野球アニメ「センターライン」を象徴するこの二人の台詞を、作品のなかに入った気持ちで実際に聞いていただこう。大島役を務めてくれたのが坂巻さん、平川役が井上さんです。
このアニメがすでに存在することを信じたくなるような、臨場感たっぷりの朗読に、収録現場は一瞬静まりかえり、そのあと二人に川端さんを含む見学者たちから大きな拍手がおくられた。
もうひとつ、声優の二人に実演してもらいたかったシーンがある。
それは結城が発声練習として行っている「外郎売」。演劇や、声の仕事をしている人にはお馴染みのこの早口言葉は、口が回るようになる薬を売る商人が、その実演として難しい口上を早口で披露する、というストーリーだ。作中ではこのように描かれている。
運河の方を見て、深呼吸して、なにはともあれトレーニングを始めた。
「――拙者親方と申すは、御立合の中に御存じのお方もござりましょうが、お江戸を発って二十里上方、相州小田原一色町をおすぎなされて青物町を登りへお出なさるれば――」
口をついて出てきたのは、歌舞伎の外郎売の一節だ。
滑舌を意識するために誰もがする基礎訓練である。

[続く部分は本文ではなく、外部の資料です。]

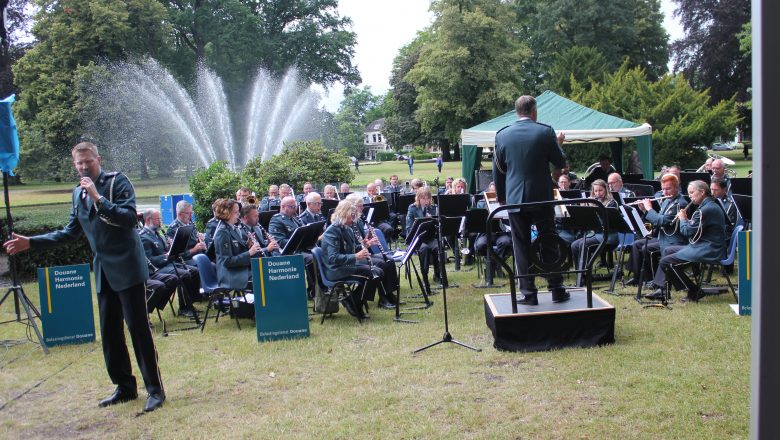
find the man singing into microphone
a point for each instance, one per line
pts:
(104, 210)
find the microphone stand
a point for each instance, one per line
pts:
(447, 337)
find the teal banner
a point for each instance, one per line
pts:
(281, 309)
(66, 305)
(744, 247)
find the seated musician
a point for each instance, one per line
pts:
(564, 184)
(156, 248)
(272, 200)
(598, 191)
(719, 172)
(345, 258)
(719, 190)
(428, 252)
(458, 186)
(615, 182)
(233, 247)
(371, 242)
(195, 245)
(394, 186)
(602, 171)
(307, 188)
(664, 228)
(329, 193)
(252, 228)
(281, 228)
(705, 230)
(313, 211)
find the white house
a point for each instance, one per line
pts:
(374, 140)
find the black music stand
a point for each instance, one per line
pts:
(447, 336)
(176, 256)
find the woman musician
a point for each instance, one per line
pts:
(665, 228)
(345, 258)
(369, 239)
(705, 229)
(428, 252)
(598, 191)
(233, 248)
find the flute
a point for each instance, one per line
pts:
(638, 202)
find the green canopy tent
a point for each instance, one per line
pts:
(580, 124)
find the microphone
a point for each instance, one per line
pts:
(84, 173)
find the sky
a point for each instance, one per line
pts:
(384, 26)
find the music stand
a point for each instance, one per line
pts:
(447, 336)
(176, 256)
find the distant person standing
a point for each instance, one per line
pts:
(523, 153)
(103, 209)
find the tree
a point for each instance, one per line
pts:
(401, 128)
(709, 54)
(235, 37)
(71, 35)
(580, 64)
(359, 108)
(681, 116)
(468, 72)
(622, 29)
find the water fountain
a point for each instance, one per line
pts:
(142, 102)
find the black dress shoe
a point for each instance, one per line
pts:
(658, 294)
(529, 300)
(560, 295)
(154, 401)
(119, 396)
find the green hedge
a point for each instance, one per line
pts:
(35, 220)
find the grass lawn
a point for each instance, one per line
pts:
(680, 373)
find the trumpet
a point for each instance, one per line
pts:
(639, 202)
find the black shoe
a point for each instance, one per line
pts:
(154, 401)
(386, 304)
(119, 396)
(560, 295)
(657, 294)
(349, 306)
(529, 300)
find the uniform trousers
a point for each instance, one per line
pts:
(128, 305)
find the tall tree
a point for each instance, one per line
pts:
(358, 109)
(235, 37)
(622, 29)
(71, 35)
(709, 53)
(469, 70)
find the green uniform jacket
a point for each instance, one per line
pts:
(110, 229)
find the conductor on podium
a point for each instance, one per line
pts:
(521, 172)
(103, 209)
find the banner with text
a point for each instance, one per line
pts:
(281, 308)
(66, 304)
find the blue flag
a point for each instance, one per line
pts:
(9, 138)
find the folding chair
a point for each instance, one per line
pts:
(210, 286)
(340, 289)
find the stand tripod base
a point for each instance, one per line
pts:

外郎は「ういろう」と読むが、蒸し菓子ではなく喉に効く薬のこと。外郎売の口上で、実際に薬を服用すると、いきなり口が滑らかになって、早口言葉を立て板に水のごとくまくしたてる、という話。声優の訓練にはまさにぴったりだ。(第一章「声のお仕事」p27より)
黙読しているだけで舌が疲れてくるようなこの早口言葉。実際に朗読するとどのように聴こえるのだろうか。井上さんと坂巻さんのお二人が「苦手だったんですよね」「しばらくやってなかったなあ、やだなあ」と言いつつ、素晴らしい滑舌を見せてくれたのがこちら。声優の二人が読めば、早口言葉がお芝居として成立し、まるで音楽のように心地よく耳に響いてきた。
短い朗読を聴くだけでも分かったのは、声の仕事の現場にいるのが、まぎれもないプロフェッショナルたちだということ。アニメやゲーム、吹き替えられた外国映画などは、一作一作、彼らの力が結集してできている。その様子を余すところなく描いた『声のお仕事』を読んだあとは、きっと自分の耳がリニューアルされたような気持ちになるだろう。今まで何気なく聴き流していた「声」にも背景があることを知れば、そのひとつひとつを吟味したくなってしまうから。アニメが好きな人にも、知らない世界を覗いてみたい人にもぜひ読んでほしい、川端裕人さんの新境地となる作品だ。